Chairperson of the Delhi Commission for Protection of Child Rights (DCPCR) Anurag Kundu has written to Lieutenant Governor Anil Baijal, urging that the Delhi Disaster Management Authority (DDMA) issue directions for opening anganwadi centres and schools for younger children.
In the letter, Kundu has submitted that schools should open for nursery to class VIII at least two days a week for all children in a staggered manner and that anganwadi centres open at least once a week for all children in a staggered manner, along with random testing of children and staff members at these schools and centres.
“Delhi’s Covid infection spread has shown remarkable decline and has been constantly under 40 for the past six weeks. Similarly, most days witnessed zero fatality in the past six weeks. Consequently, nearly all sectors have opened up ranging from offices, workshops, to cinema halls, markets, gyms and parks. Clearly children not attending school cannot keep safe since the adults are moving about and returning home. As it is, children are visible everywhere in public places… It, therefore, remains unclear as to what extra vulnerability would children experience by coming to school or how they remain safer by not attending it,” the letter stated.
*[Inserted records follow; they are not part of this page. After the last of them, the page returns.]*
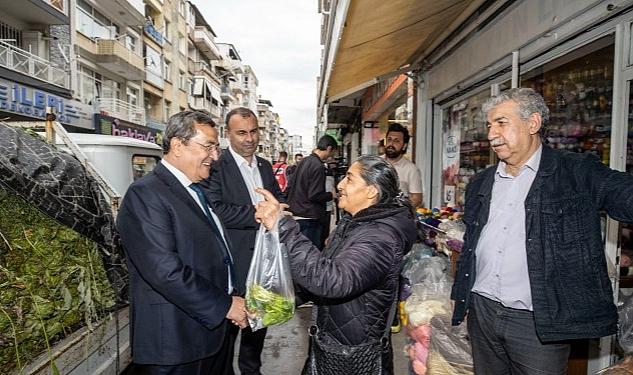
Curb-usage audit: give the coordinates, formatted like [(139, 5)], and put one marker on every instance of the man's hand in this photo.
[(237, 312), (269, 211)]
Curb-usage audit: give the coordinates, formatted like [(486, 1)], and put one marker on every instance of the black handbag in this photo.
[(329, 357)]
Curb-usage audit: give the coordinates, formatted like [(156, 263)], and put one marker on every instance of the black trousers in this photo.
[(249, 360), (219, 364), (504, 341)]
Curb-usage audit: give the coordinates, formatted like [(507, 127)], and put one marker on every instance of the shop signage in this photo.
[(30, 102), (109, 125)]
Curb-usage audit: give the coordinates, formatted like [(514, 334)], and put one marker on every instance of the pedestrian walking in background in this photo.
[(395, 146), (279, 170), (307, 197)]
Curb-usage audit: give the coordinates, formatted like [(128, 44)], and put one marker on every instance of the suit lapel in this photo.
[(266, 174), (178, 190), (233, 171)]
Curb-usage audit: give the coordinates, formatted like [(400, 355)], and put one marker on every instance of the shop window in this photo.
[(626, 231), (578, 89), (466, 150), (142, 165)]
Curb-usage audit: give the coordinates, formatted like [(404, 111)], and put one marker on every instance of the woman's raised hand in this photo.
[(269, 211)]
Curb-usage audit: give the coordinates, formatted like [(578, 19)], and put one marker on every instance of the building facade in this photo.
[(577, 54)]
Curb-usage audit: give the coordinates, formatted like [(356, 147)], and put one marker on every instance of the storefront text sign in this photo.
[(109, 125), (29, 102)]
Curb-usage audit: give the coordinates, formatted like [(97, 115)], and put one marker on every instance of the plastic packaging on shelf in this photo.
[(449, 349)]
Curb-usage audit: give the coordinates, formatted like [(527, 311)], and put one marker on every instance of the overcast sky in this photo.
[(279, 39)]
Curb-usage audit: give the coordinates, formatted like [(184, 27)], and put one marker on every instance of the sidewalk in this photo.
[(286, 347)]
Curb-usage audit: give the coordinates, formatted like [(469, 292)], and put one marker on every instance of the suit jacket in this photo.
[(178, 281), (227, 193)]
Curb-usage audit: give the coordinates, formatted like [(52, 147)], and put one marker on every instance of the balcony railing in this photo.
[(120, 109), (154, 78), (59, 4), (22, 61), (200, 103), (204, 40), (153, 33)]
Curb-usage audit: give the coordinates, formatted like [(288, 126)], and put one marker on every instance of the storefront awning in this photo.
[(381, 37)]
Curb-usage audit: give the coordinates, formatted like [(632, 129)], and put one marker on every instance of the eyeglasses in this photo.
[(214, 147)]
This comes a few days after a group of 66 parents sent a representation to various functionaries, including Kundu, requesting that children up to class VIII be allowed to go to school at least once a week.
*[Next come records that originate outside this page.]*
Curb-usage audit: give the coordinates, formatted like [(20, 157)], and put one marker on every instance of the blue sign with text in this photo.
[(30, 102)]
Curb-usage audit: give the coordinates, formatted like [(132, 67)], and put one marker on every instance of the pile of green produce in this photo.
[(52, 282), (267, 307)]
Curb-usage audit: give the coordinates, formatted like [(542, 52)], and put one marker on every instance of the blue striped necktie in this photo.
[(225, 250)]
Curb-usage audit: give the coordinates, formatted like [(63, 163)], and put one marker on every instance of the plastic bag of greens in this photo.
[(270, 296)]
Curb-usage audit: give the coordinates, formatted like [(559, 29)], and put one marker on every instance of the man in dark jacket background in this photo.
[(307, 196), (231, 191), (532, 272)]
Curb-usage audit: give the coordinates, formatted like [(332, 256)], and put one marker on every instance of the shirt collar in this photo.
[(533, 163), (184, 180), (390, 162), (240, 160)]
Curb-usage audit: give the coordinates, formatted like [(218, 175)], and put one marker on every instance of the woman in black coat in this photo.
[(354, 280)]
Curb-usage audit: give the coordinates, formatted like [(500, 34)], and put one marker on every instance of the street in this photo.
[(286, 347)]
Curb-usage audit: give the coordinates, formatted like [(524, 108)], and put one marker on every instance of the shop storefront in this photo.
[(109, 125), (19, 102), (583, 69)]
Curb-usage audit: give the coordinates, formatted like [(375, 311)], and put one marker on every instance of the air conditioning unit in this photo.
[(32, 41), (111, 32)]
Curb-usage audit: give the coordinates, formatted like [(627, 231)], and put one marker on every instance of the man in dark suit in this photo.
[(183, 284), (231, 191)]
The DDMA in a meeting on September 29 had decided that schools may be allowed to reopen for children in nursery to Class VIII only after the festive season, which is after November 4 when Diwali will be celebrated. They had been allowed to reopen for classes IX-XII from September 1.
In his letter, Kundu also pointed to the limitations of online learning and the damages in the form of learning loss and on the social, mental, and physical health of children. He also stated that the extended closure of anganwadi centres has also led to routine immunisation of children taking a hit, as well as their cognitive development and nutrition monitoring.
“Malnutrition and compromised routine immunisation of the children leads to impaired cognitive ability in children, vulnerability to deadly diseases and premature deaths. Anganwadis are the best antidotes to it. Anganwadi closures become further problematic given the fact that cognitive development happens only till the age of 6 years and, therefore, early childhood education becomes more crucial than even secondary schooling,” he stated.
Educationists have pushed for reopening of schools, arguing that the learning gap, especially in younger children, has widened since junior classes have been conducted offline since March 2020.